The above description is only for the preferred embodiment of the present invention, and is not intended to limit the scope of the present invention, and all equivalent structural changes made by using the contents of the specification and the drawings of the present invention should be included in the scope of the present invention.

Claims

1. A high-dimensional small sample data expansion method based on an acceptable area is characterized in that: the method comprises the following steps:

step 1: analyzing the data and determining the overall trend of the data;

step 2: determining a distribution trend among the input features;

and 3, step 3: defining an acceptable area:

for each oneThe characteristic defines an acceptable area Q, and the acceptable area consists of two parts, wherein one part is a generalized allowable range Q _a The other part is the range of existence of the mutual influence Q _β ；

Acceptable area Q and generalized allowable range Q _a Existence range of mutual influence Q _β The relationship of (1) is:

and 4, step 4: generating virtual data:

firstly, inputting an acceptable area Q of a characteristic space _X Sampling a multivariate joint probability distribution based on small samples and an acceptable area, and passing through the y ^q The relationship between X and X is mapped to the output characteristic space, and finally an acceptable area Q in the output characteristic space is formed _Y Virtual data within.
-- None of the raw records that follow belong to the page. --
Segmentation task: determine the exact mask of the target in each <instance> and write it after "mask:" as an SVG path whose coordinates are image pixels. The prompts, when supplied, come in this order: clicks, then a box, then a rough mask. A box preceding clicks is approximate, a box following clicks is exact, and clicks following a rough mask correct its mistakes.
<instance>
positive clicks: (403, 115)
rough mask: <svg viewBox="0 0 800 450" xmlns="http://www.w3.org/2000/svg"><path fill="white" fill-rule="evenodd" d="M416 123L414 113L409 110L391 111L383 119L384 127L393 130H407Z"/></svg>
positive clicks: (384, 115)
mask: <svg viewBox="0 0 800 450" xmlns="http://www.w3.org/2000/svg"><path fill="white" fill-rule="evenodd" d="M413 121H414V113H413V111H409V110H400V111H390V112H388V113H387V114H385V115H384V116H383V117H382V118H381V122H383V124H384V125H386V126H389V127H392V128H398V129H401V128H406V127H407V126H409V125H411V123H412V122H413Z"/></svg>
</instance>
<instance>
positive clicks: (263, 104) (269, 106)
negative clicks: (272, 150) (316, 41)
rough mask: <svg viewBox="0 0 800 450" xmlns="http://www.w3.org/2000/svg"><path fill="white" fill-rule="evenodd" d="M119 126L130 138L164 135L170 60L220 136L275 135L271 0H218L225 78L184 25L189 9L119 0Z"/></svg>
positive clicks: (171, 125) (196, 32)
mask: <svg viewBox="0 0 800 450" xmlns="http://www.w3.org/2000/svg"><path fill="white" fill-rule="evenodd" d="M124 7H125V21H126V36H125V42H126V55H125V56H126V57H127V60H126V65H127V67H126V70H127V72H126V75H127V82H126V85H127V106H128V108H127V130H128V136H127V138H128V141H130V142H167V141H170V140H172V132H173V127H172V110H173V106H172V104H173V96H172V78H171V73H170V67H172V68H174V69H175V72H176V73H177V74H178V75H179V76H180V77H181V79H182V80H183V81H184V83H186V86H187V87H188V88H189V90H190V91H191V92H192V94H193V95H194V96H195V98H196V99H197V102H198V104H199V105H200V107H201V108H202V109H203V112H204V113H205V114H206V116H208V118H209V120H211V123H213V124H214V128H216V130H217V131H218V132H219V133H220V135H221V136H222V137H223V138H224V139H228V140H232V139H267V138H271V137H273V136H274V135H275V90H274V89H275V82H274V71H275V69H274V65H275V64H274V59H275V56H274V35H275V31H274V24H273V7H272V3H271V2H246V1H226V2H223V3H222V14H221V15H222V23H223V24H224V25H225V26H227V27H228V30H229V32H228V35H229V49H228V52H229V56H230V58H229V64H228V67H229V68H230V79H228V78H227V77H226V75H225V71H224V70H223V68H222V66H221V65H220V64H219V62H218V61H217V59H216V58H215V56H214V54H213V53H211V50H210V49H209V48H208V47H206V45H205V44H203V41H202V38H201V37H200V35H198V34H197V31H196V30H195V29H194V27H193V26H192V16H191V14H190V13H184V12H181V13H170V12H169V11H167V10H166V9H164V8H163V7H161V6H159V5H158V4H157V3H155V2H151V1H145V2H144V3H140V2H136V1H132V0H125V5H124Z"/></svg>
2. The method for expanding high-dimensional small sample data based on the acceptable area of claim 1, wherein: step 3 comprises the following steps

3.1 setting a generalized allowable range;

3.2 setting the existence range of the mutual influence;

3.3 determining an acceptable area of the input feature;

3.4 determining an acceptable region of the output characteristic.

3. The method for expanding high-dimensional small sample data based on the acceptable area as claimed in claim 2, wherein: step 4 comprises the following steps:

4.1 in the acceptable region Q _X Internally generating virtual input features:

acceptable region Q obtained in step 3 _X With each input feature

Is a mode

In a distribution trend

Is a median

The range is limited to the acceptable input feature area

A joint probability distribution within which samples are taken;

Output characteristic y' _i ，

Y′ _i ＝{y′ _i |1≤i≤n'}；

4.3 finally obtaining a virtual sample set D',

D'＝{(X′ _i ,Y′ _i )|1≤i≤n',i∈N}。

4. the method for expanding high-dimensional small sample data based on the acceptable area as claimed in claim 3, wherein: in step 1, the overall variation trend of each output characteristic and all input characteristic data is described by least square normal fitting.

5. The method for expanding high-dimensional small sample data based on the acceptable region as claimed in claim 4, wherein: in step 2, the distribution trend of the input features in the data space is described by using least square normal linear fitting.